Polypropylene (PP) is wildly used to light the weight of advanced cars and vehicles due to its good resistance to abrasion and wear, high flexibility, and excellent impact strength. However, PP macromolecules consist of long chains of carbon atoms attached to hydrogen atoms. The non-functional surfaces of PP make it hard to achieve stable hybrid structures with metals. Current work reported an interfacial design strategy to manufacture high-reliability PP/A6061-T6 aluminum alloy (6061) hybrid structures by friction assisted welding (FAW). To achieve this, carboxy group (COOH) was grafted on PP while the surficial microstructure was built on 6061. The introducing carboxy group reacted with 6061 to develop interfacial covalent and hydrogen bonds. The built surface microstructures of 6061 not only realized the mechanical interlock at PP/6061 interfaces but also improved the compatibility between PP and 6061. The surface microstructures enabled the good wetting and fast spread of melt PP to provide sufficient reaction area and time for the development of interfacial chemical interaction.
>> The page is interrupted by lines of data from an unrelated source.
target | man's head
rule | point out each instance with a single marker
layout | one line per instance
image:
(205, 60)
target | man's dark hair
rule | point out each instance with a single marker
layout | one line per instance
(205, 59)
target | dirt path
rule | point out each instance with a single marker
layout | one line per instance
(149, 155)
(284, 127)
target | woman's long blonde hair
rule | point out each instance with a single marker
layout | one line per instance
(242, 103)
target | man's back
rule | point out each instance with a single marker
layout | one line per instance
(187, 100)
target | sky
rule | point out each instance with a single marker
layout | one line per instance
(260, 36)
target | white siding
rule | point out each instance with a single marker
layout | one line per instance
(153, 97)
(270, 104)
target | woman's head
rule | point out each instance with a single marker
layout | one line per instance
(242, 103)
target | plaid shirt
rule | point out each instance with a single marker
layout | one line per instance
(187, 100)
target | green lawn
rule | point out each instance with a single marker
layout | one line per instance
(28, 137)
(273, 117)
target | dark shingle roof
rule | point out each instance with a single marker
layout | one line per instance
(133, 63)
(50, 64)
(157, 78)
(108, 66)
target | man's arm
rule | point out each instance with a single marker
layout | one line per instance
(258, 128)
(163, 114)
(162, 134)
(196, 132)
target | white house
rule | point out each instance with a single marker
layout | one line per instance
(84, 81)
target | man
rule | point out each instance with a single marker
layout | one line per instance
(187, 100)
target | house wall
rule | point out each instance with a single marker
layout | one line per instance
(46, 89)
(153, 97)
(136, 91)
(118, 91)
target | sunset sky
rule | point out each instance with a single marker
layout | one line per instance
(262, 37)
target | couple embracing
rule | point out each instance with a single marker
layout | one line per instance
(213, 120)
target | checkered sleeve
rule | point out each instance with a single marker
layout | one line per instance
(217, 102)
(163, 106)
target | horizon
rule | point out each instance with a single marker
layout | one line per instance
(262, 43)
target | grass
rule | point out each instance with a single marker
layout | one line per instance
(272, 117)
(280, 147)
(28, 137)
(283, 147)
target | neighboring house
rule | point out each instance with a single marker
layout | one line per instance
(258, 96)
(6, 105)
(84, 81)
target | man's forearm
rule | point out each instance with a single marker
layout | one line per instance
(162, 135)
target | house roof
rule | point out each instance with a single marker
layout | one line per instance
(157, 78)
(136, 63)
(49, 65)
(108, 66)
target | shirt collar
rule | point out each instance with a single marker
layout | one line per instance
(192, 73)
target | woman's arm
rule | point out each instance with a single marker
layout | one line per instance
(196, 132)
Compared with other developed methods, our interfacial design strategy enhances the reliability of metal-thermoplastic hybrid structures with low equipment, process, materials, and environmental costs, making it a promising candidate for industrial applications. Current work provides a simple yet attractive strategy for achieving high-reliability joints between dissimilar metals and thermoplastics.